The big thing that's going to make you standout is obviously clinical performance. Any student that comes in, listens, follows directions, works hard, and has good clinical presentations immediately turns heads. Because most students fail in one of those areas. They either work hard and try to impress people but don't take the time to listen; or they give terrible presentations; or they are more interested in socializing than working. Be the complete package clinically, and your SLOE will reflect it.
You are right, things are getting more competitive, and I think they are about to get more competitive for AOA spots, because I think you are going to see over the next 2 years very few AOA spots. Many programs are looking to quickly switch to the ACGME, and when that happens, they have the option to just be a 3 year program and only match via the ACGME. While I love taking AOA students, having a 4 year AOA track and a 3 year ACGME track is way too complex, especially when you consider its only for 3 more years or so and after that its all ACGME and a 3 year program after that.
So what I forsee is, as many of the programs get accredited in the next 1-2 years, they are going to just exclusively match in the ACGME match, which will dry up the AOA spots altogether.
Do I know for certain that is going to happen, absolutely not.

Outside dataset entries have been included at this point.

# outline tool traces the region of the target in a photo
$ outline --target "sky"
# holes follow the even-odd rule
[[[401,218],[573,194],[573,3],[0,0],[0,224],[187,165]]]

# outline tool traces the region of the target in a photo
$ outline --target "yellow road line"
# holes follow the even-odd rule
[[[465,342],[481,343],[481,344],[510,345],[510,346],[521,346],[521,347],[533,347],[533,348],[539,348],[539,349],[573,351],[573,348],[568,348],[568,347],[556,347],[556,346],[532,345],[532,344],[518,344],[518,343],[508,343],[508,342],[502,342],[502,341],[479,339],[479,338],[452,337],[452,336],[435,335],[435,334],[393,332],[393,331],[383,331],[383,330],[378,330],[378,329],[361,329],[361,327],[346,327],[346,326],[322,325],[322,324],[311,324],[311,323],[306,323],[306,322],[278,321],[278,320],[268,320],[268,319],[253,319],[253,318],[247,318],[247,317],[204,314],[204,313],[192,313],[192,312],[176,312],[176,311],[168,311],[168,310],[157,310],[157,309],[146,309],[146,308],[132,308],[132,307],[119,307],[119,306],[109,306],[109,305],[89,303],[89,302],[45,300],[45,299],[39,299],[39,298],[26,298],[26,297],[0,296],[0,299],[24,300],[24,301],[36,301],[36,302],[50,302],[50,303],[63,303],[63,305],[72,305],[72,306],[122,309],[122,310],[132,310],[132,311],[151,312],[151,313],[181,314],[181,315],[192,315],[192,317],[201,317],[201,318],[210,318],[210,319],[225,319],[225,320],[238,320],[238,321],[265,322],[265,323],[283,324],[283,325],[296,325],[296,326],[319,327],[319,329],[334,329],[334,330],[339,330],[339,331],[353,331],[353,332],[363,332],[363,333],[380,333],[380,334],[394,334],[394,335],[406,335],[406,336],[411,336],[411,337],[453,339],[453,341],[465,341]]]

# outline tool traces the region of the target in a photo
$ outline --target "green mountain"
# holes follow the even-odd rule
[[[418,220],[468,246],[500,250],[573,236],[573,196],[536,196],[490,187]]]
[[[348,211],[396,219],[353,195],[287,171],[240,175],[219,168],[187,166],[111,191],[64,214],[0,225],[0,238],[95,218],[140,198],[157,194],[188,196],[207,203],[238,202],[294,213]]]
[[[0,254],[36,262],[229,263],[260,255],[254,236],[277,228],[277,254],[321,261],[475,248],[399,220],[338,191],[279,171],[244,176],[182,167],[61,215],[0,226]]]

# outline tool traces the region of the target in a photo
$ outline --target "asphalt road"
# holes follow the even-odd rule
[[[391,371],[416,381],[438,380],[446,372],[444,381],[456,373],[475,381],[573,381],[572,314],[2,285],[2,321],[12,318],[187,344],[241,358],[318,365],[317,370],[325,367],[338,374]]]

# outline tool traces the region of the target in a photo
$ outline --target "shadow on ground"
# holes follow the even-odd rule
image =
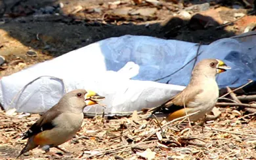
[[[11,0],[5,3],[5,10],[8,16],[2,18],[5,22],[0,25],[0,54],[6,57],[7,62],[18,57],[26,63],[34,64],[102,39],[125,35],[146,35],[204,44],[235,35],[234,32],[228,31],[224,27],[217,29],[220,24],[209,17],[205,18],[211,18],[211,24],[213,25],[208,25],[196,20],[184,20],[177,17],[163,18],[165,20],[153,20],[148,23],[144,21],[150,18],[154,20],[154,18],[145,19],[138,16],[133,17],[125,24],[114,25],[110,23],[118,24],[115,18],[102,22],[98,18],[96,18],[96,20],[89,18],[90,14],[87,13],[83,13],[83,16],[81,17],[79,14],[66,15],[65,12],[71,12],[67,8],[60,8],[58,11],[60,15],[49,13],[35,16],[34,13],[40,8],[53,7],[56,10],[60,5],[58,1],[37,1],[38,3],[35,3],[32,0]],[[98,5],[103,2],[116,1],[62,1],[64,5],[71,4],[71,6],[75,7],[81,1],[88,6],[93,6],[94,4]],[[194,3],[197,3],[195,1]],[[45,9],[40,12],[49,10]],[[140,23],[136,25],[131,23],[134,18]],[[117,20],[124,21],[127,19]],[[30,50],[36,52],[38,56],[28,56],[26,53]]]

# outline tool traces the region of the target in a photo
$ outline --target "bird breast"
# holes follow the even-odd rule
[[[48,138],[53,146],[60,145],[72,138],[79,130],[83,120],[83,113],[63,113],[58,116],[53,123],[56,126],[49,131]]]
[[[203,91],[196,96],[194,101],[187,104],[188,107],[195,108],[195,112],[201,110],[202,114],[210,112],[219,98],[219,87],[215,80],[209,78],[197,86],[202,88]]]

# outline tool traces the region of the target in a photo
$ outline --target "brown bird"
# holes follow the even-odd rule
[[[200,111],[190,116],[190,121],[197,121],[211,111],[219,98],[219,87],[215,76],[231,69],[223,61],[205,59],[194,67],[190,82],[183,91],[157,107],[169,114],[167,121]],[[156,109],[154,112],[158,111]]]
[[[17,158],[37,146],[45,152],[54,147],[67,153],[58,146],[71,139],[79,130],[84,108],[104,99],[95,92],[81,89],[65,94],[24,134],[22,139],[28,140]]]

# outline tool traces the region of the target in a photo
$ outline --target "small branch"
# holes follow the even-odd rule
[[[230,133],[230,134],[233,134],[233,135],[245,135],[245,136],[253,136],[253,137],[255,137],[256,135],[250,135],[250,134],[246,134],[246,133],[240,133],[240,132],[233,132],[233,131],[226,131],[226,130],[224,130],[224,129],[216,129],[216,128],[209,128],[209,127],[207,127],[208,130],[209,131],[219,131],[219,132],[223,132],[223,133]]]
[[[256,95],[240,95],[237,97],[238,99],[240,101],[256,101]]]
[[[249,82],[247,84],[244,84],[244,85],[243,85],[243,86],[240,86],[240,87],[239,87],[238,88],[236,88],[235,89],[232,90],[232,92],[234,93],[234,91],[244,88],[245,86],[247,86],[248,84],[251,84],[253,82],[253,80],[249,80]],[[223,95],[223,96],[221,96],[220,98],[223,98],[224,97],[226,97],[226,95],[229,95],[232,92],[228,92],[228,93]]]
[[[216,106],[238,106],[247,108],[256,108],[256,104],[244,104],[244,103],[217,103]]]

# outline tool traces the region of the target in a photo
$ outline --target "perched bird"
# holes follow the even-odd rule
[[[65,94],[24,134],[22,139],[28,140],[17,158],[37,146],[45,152],[54,147],[66,153],[58,146],[71,139],[79,130],[84,108],[104,98],[95,92],[81,89]]]
[[[157,107],[169,114],[167,121],[200,112],[190,116],[189,120],[195,121],[204,118],[211,111],[219,98],[219,87],[215,76],[217,74],[231,69],[219,59],[205,59],[195,66],[190,82],[183,91]],[[157,109],[153,112],[156,112]]]

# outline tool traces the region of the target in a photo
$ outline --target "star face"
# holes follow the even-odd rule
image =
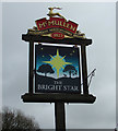
[[[43,61],[43,62],[50,63],[52,66],[52,68],[56,68],[56,70],[57,70],[57,78],[59,78],[59,70],[61,68],[63,69],[63,67],[66,64],[72,64],[70,62],[66,62],[66,60],[64,60],[66,56],[64,57],[59,56],[59,50],[58,49],[57,49],[57,55],[54,56],[54,57],[50,55],[50,57],[51,57],[50,61]]]

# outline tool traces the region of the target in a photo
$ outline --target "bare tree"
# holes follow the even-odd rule
[[[32,117],[26,117],[20,110],[10,110],[5,107],[2,112],[2,131],[9,130],[40,131],[38,123]]]

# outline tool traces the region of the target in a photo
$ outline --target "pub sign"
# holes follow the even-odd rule
[[[35,93],[80,93],[79,48],[35,45]]]

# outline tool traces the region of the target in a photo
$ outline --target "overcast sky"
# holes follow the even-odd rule
[[[90,93],[97,97],[93,105],[66,105],[67,128],[114,129],[116,127],[116,8],[115,3],[3,3],[2,4],[2,105],[33,116],[42,129],[55,128],[54,104],[24,104],[27,92],[28,43],[22,34],[35,20],[48,17],[48,7],[61,7],[67,20],[92,38],[87,47],[87,68],[96,68]]]

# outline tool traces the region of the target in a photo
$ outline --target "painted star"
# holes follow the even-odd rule
[[[63,69],[63,67],[66,64],[72,64],[70,62],[66,62],[64,61],[64,57],[64,57],[59,56],[59,50],[58,49],[57,49],[57,55],[54,56],[54,57],[50,55],[50,57],[51,57],[50,61],[43,61],[43,62],[50,63],[52,66],[52,68],[56,68],[56,70],[57,70],[57,78],[59,78],[59,70],[61,68]]]

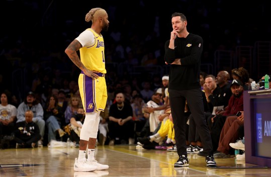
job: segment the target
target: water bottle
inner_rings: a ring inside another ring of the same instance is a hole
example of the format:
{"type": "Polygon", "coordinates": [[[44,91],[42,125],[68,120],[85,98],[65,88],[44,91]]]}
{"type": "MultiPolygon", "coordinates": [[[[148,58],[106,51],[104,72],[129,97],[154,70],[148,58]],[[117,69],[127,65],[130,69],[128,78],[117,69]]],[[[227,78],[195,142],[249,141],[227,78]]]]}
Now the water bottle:
{"type": "Polygon", "coordinates": [[[269,75],[265,74],[264,76],[264,89],[269,88],[269,75]]]}
{"type": "Polygon", "coordinates": [[[239,149],[235,149],[234,151],[234,154],[235,154],[235,156],[236,156],[236,155],[239,154],[239,149]]]}
{"type": "Polygon", "coordinates": [[[70,140],[69,139],[69,138],[67,139],[67,147],[70,148],[70,140]]]}
{"type": "Polygon", "coordinates": [[[251,82],[251,90],[254,91],[256,90],[256,82],[252,81],[251,82]]]}

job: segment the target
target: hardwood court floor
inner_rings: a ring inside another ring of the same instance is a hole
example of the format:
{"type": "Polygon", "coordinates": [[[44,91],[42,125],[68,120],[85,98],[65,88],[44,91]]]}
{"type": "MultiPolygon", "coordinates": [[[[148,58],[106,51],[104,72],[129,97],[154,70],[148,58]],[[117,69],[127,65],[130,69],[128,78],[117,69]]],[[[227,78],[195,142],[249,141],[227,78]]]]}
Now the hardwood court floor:
{"type": "MultiPolygon", "coordinates": [[[[174,169],[176,152],[137,150],[135,145],[98,146],[96,157],[107,170],[74,172],[78,148],[0,150],[0,176],[270,176],[271,168],[211,168],[205,157],[189,155],[189,167],[174,169]]],[[[235,158],[216,159],[219,166],[254,166],[235,158]],[[237,163],[238,162],[238,163],[237,163]]]]}

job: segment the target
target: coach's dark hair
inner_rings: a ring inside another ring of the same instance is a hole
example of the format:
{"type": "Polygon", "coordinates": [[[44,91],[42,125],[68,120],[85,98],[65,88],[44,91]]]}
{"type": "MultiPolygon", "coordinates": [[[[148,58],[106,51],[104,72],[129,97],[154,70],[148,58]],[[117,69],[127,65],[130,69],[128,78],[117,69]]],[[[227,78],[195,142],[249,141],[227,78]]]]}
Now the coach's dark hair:
{"type": "Polygon", "coordinates": [[[171,18],[172,17],[177,17],[177,16],[180,16],[180,19],[182,19],[182,20],[184,22],[184,21],[187,21],[187,18],[184,15],[184,14],[182,14],[182,13],[179,13],[178,12],[174,12],[174,13],[173,13],[172,15],[171,15],[171,18]]]}
{"type": "Polygon", "coordinates": [[[213,80],[215,81],[216,80],[216,77],[213,74],[208,74],[206,75],[205,78],[207,78],[207,77],[211,77],[213,79],[213,80]]]}

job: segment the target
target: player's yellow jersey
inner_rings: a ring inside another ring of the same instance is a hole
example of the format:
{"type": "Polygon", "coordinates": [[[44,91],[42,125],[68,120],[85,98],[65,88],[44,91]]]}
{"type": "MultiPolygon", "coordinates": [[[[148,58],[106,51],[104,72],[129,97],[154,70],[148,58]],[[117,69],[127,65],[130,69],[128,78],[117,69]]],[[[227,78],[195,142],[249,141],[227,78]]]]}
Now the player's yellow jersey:
{"type": "Polygon", "coordinates": [[[92,46],[80,49],[81,61],[88,69],[105,74],[106,69],[104,38],[101,34],[97,34],[91,28],[88,28],[86,30],[93,33],[95,37],[95,42],[92,46]]]}

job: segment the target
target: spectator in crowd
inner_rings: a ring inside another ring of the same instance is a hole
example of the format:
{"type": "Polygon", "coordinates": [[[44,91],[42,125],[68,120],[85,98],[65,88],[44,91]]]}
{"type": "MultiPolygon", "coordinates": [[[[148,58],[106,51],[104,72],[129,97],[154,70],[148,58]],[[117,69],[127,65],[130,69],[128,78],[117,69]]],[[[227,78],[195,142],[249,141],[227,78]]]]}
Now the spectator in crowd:
{"type": "Polygon", "coordinates": [[[68,106],[68,102],[67,101],[66,94],[63,89],[60,89],[58,91],[57,100],[58,100],[57,103],[58,106],[61,108],[62,112],[64,113],[68,106]]]}
{"type": "Polygon", "coordinates": [[[163,99],[162,102],[165,105],[168,105],[168,80],[169,77],[168,75],[165,75],[162,77],[162,84],[163,86],[159,88],[156,91],[156,93],[162,94],[162,98],[163,99]]]}
{"type": "Polygon", "coordinates": [[[238,129],[240,126],[244,125],[244,112],[240,111],[240,115],[227,117],[220,133],[218,147],[214,152],[215,158],[225,158],[230,157],[230,144],[236,142],[238,139],[238,129]]]}
{"type": "Polygon", "coordinates": [[[9,94],[3,92],[1,94],[0,105],[0,143],[4,135],[10,136],[15,128],[15,122],[17,115],[17,109],[9,104],[11,99],[8,98],[9,94]]]}
{"type": "Polygon", "coordinates": [[[203,91],[203,84],[205,83],[205,77],[207,75],[207,73],[201,71],[200,72],[200,83],[201,84],[202,91],[203,91]]]}
{"type": "Polygon", "coordinates": [[[32,111],[25,112],[25,120],[16,123],[14,132],[16,148],[37,147],[38,141],[41,139],[39,126],[33,121],[34,114],[32,111]]]}
{"type": "Polygon", "coordinates": [[[247,91],[250,84],[249,73],[247,70],[243,67],[234,68],[231,70],[231,75],[233,79],[239,80],[242,82],[242,86],[244,91],[247,91]]]}
{"type": "Polygon", "coordinates": [[[25,121],[25,113],[29,110],[31,110],[34,114],[32,121],[39,126],[41,139],[39,140],[38,145],[42,146],[45,127],[45,122],[43,120],[43,109],[40,103],[36,101],[35,94],[32,92],[27,93],[25,101],[19,106],[17,109],[18,120],[16,123],[25,121]]]}
{"type": "Polygon", "coordinates": [[[146,80],[143,82],[143,89],[141,90],[140,94],[145,102],[148,102],[151,99],[154,92],[151,90],[151,84],[149,81],[146,80]]]}
{"type": "Polygon", "coordinates": [[[101,119],[99,126],[99,145],[103,146],[107,140],[108,133],[108,121],[109,117],[109,110],[107,105],[105,108],[105,111],[100,114],[101,119]]]}
{"type": "Polygon", "coordinates": [[[75,143],[76,147],[79,147],[80,133],[84,118],[85,114],[83,108],[78,108],[77,113],[72,115],[70,120],[70,124],[67,125],[68,129],[65,130],[65,132],[69,135],[70,141],[75,143]]]}
{"type": "Polygon", "coordinates": [[[57,98],[55,96],[51,96],[46,105],[44,118],[48,128],[48,142],[50,145],[51,140],[56,140],[57,132],[60,138],[65,134],[61,128],[64,126],[63,123],[65,123],[65,120],[61,108],[58,106],[57,98]]]}
{"type": "Polygon", "coordinates": [[[116,95],[116,103],[109,108],[109,145],[115,144],[116,140],[123,140],[129,144],[134,143],[134,122],[133,118],[133,109],[130,104],[124,102],[124,95],[119,93],[116,95]]]}
{"type": "Polygon", "coordinates": [[[76,96],[72,96],[69,100],[68,106],[64,113],[66,124],[70,122],[72,115],[76,114],[78,108],[81,107],[82,107],[81,99],[76,96]]]}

Its just my opinion based on the trend I'm hearing. And its absolutely what my program is trying to do. A few weeks ago, I didn't even know this was going to be possible under the single accreditation system, but by everything we've been recently told, it is, so we are marching forward as fast as possible. Always good to be an early leader rather than a late follower IMO.
That doesn't mean DOs will have a harder time matching. It just means they'll have to match via the ACGME match rather than the AOA match. The benefit to them is, no more 4 year residencies for the most part unless you really want to go to a 4 year program.